Bei einer Bewerbung um diesen Titel geht es in erster Linie darum, das Alleinstellungsmerkmal und den weltweit bedeutsamen Rang des Kulturdenkmals oder der Kulturlandschaft herauszustellen. Doch genau daran scheiterte bereits die erste Bewerbung im Jahr 2015. Den internationalen Rat für Denkmalpflege ICOMOS, der im Voraus ein Gutachten anfertigt und eine Empfehlung für die UNESCO-Kommission ausspricht, überzeugte die hochmittelalterliche Burgenlandschaft von Saale und Unstrut nicht. Zwar lassen sich noch überall Spuren des Hochmittelalters finden: Burgen, Dörfer, in denen sich die ursprüngliche Struktur erhalten hat, und nicht zuletzt der Weinanbau, den die Zisterziensermönche kultivierten und deren Kloster, heute als Landesschule genutzt, immer noch steht; doch werden all diese Zeugnisse verunklärt durch die moderne Landwirtschaft, die Ansiedlung neuer Industrien und durch Verkehrswege, die das Gebiet durchkreuzen. Die moderne Infrastruktur steht der Bewahrung einer authentischen hochmittelalterlichen Landschaft teilweise entgegen. Bis jetzt fehlt ein einheitliches Denkmalschutzkonzept. Außerdem gibt es in Deutschland bereits andere, ausgezeichnete Kulturlandschaften, wie das obere Mittelrheintal.
Weltberühmtheit kann vor allem das Skulpturenensemble der zwölf Stifter im Westchor für sich deklarieren. Auch wenn die Naumburger Stifterfiguren vielleicht nicht jedem auf Anhieb etwas sagen, dürfte zumindest eine dieser Figuren durch ihre Disney‘sche Adaption allen bekannt sein. Die Rede ist von niemand anderem als der bösen Königin in Walt Disneys Snow White (1937). Eben jene Comicfigur mit ihrer Krone und dem hoch gestellten Mantelkragen wurde von niemand anderem als der schönen Uta von Ballenstedt (um 1000–1046), Markgräfin von Meißen, inspiriert. Die edlen Gesichtszüge der Uta und die züchtige, vornehme Art, mit der sie ihr Kinn durch den zurückgeschlagenen Mantelkragen halb verborgen hält, machten sie seit den 1920er Jahren zu einer nationalen Ikone. Isoliert von den übrigen Stifterfiguren fand sie durch das Medium der Fotographie weite Verbreitung. Da man so gut wie nichts über die historische Uta weiß, bot ihre Skulptur unendliche Möglichkeiten zur Projektion. Diesen Umstand erkannten auch die Nazis und missbrauchten ihn für Propagandazwecke. Auf die Frage: „Wer ist die schönste im ganzen Land?“, hätten viele Deutsche damals wohl mit „Uta!“ geantwortet. Wer also wäre 1937 besser als Vorbild für Disneys böse Königin geeignet gewesen?

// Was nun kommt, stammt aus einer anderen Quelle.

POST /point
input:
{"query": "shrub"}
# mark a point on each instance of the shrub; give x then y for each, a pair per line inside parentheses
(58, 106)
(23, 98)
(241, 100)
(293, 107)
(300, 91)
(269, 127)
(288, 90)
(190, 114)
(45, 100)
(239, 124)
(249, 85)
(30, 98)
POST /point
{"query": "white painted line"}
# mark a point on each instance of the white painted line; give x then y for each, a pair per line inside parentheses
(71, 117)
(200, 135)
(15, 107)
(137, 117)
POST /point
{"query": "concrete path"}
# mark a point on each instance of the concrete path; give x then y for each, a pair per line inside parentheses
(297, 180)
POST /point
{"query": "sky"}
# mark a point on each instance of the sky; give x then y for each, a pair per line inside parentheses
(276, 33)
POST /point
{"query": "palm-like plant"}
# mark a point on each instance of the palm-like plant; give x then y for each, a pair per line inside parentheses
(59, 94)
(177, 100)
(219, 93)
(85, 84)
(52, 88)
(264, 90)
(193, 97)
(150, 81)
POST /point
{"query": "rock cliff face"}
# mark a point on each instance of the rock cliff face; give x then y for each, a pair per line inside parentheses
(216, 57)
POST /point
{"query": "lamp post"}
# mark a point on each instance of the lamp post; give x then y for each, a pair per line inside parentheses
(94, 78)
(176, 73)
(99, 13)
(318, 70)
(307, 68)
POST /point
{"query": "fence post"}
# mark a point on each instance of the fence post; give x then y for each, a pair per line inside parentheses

Anders verhält es sich jedoch mit dem Naumburger Dom. In seiner 41. Sitzung Anfang Juli in Krakau erkannte das UNESCO-Welterbekomitee den „außergewöhnlichen universellen Wert des Naumburger Doms“ an. Damit erhält Naumburg die Chance, mit einem erneuten Antrag doch noch in die Liste der UNESCO aufgenommen zu werden. Mit Blick auf seine weltberühmte Skulpturenausstattung ist diese Entscheidung durchaus nachvollziehbar.